Pobre negro by Rómulo Gallegos

Pobre negro by Rómulo Gallegos

autor:Rómulo Gallegos [Gallegos, Rómulo]
La lengua: spa
Format: epub
Tags: Novela, Drama, Histórica
editor: ePubLibre
publicado: 1937-04-14T16:00:00+00:00


Las aleluyas de la enfermera

A menudo recibía Luisana cartas de Carmela y de Aurelia, apretadas de noticias minuciosas de cuantos pequeños, medianos o grandes contratiempos, molestias, disgustos, angustias, tribulaciones o calamidades, les fuesen aconteciendo a ellas y a todas las personas de sus respectivas parentelas que en Caracas vivían.

—Ya están aquí las cajas de Pandora —decía Luisana, al recibir aquellas cartas.

Y en rasgando los sobres, empezaban a salir los males. La jaqueca tenaz de Carmela y las travesuras con que ya la atormentaban los hijos, de cómo cayó y rodó, escaleras abajo, la madrina de una tía de su marido, fracturándose una pierna, por lo que reinaba la consternacion en toda la familia y de qué manera se había ensañado la desgracia con uno de sus cuñados, que no acertaba a emprender negocio en el cual no fracasara; la maternidad sin descanso de Aurelia, sus náuseas, sus acedías y de cómo iban creciendo los retoños de su amor, por entre lechinas, sarampiones, parótidas recrecidas e indigestiones frecuentes, a causa de una mata de ciruela y otra de guayaba que había en el corral de la casa, concluyendo siempre por prometerle —ésta era la palabra empleada— que no echaría otro más a «este valle de lágrimas».

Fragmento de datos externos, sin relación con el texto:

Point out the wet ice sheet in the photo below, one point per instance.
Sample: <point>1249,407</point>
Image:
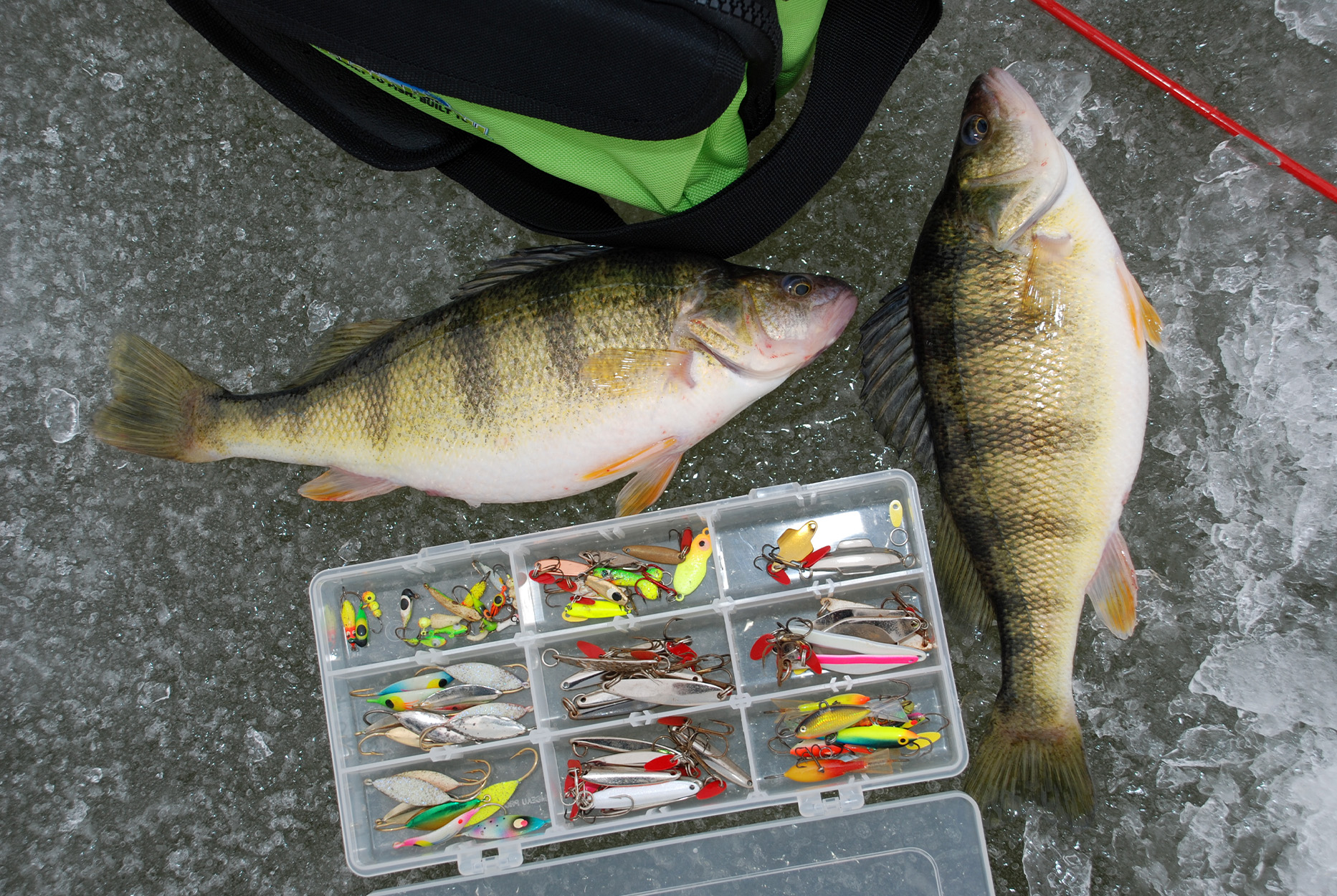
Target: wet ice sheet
<point>166,733</point>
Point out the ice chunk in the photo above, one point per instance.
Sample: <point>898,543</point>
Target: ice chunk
<point>1057,91</point>
<point>1315,20</point>
<point>1052,862</point>
<point>321,316</point>
<point>150,693</point>
<point>257,749</point>
<point>1287,680</point>
<point>62,415</point>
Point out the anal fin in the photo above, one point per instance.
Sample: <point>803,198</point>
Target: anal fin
<point>647,486</point>
<point>337,485</point>
<point>1114,587</point>
<point>955,570</point>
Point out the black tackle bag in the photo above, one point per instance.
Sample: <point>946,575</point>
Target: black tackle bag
<point>542,108</point>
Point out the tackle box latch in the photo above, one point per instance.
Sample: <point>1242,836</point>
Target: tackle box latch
<point>510,855</point>
<point>848,799</point>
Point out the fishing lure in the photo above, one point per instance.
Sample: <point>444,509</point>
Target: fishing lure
<point>470,614</point>
<point>670,692</point>
<point>490,676</point>
<point>655,554</point>
<point>812,707</point>
<point>451,828</point>
<point>900,538</point>
<point>885,736</point>
<point>859,557</point>
<point>586,610</point>
<point>828,720</point>
<point>867,664</point>
<point>792,650</point>
<point>505,826</point>
<point>417,682</point>
<point>692,570</point>
<point>371,604</point>
<point>496,795</point>
<point>794,545</point>
<point>406,599</point>
<point>426,788</point>
<point>813,771</point>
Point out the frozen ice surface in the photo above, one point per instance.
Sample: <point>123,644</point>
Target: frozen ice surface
<point>158,641</point>
<point>1315,20</point>
<point>62,415</point>
<point>1054,864</point>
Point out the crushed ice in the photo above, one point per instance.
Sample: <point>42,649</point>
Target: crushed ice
<point>60,415</point>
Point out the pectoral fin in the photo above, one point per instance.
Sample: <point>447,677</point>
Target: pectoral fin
<point>1114,587</point>
<point>647,486</point>
<point>956,573</point>
<point>641,372</point>
<point>337,485</point>
<point>892,394</point>
<point>1146,323</point>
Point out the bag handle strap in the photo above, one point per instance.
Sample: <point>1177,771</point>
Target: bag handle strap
<point>861,47</point>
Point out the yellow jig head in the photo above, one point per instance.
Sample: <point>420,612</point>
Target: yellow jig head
<point>796,543</point>
<point>692,571</point>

Luisana comprendía que todo este gimoteo venía encaminado a que ella no pudiese establecer comparaciones absolutamente desfavorables para sí, y doblaba las cartas leídas con una sonrisa y un:

—¡Pobrecitas! —que ya expresaba todo lo singularmente complejo de su generosidad.

Pobrecitas, porque aspiraban a la infelicidad y no la lograban sino con náuseas de jaquecas y embarazos y tribulaciones por caídas de madrinas de tías políticas y porque al querer hacerse perdonar con estas insignificancias la dicha que les había tocado, ya estaban confesando que no había sido sino la pequeña y corriente que se prodiga en el reparto de los dones.

En cambio, ella no tenía por qué ocultarles que se divertía mucho con las ocurrencias de Cecilio el viejo, ni que eran deliciosas las emociones que experimentaba cuando el joven, no pudiendo ya manejar la pluma, le dictaba a ella el libro que lo inmortalizaría, profundamente pensado, hermosamente compuesto. Y que con esto —y lo que se callaba— su vida no era de inspirar lástima.

Y lo que se callaba era lo mejor: lo suyo íntimo, solo por su alma producido, el florecimiento maravilloso de su rosal, una aurora en su espíritu, cada vez más encendida, después de cada noche en vela junto al enfermo insomne.

Pero un día las cartas trajeron noticias por las que no era de compadecer a quienes las enviaban.

Decía la de Aurelia:

«¡Ay, hermanita! No te imaginas lo angustiada que estoy. Hace tiempo que estaba por escribírtelo, pero no me atrevía, temiendo que fueras a calificarme de tonta. Hoy me decido, por fin, aunque así me llames, pues si incurro en simpleza de espíritu será por quererte mucho. Es que nos han llegado rumores que por allá corren, según parece, de que en la Casa Grande se está apareciendo La Blanca. ¿Sabes? ¿Entiendes?… Dime que no es cierto, hermanita.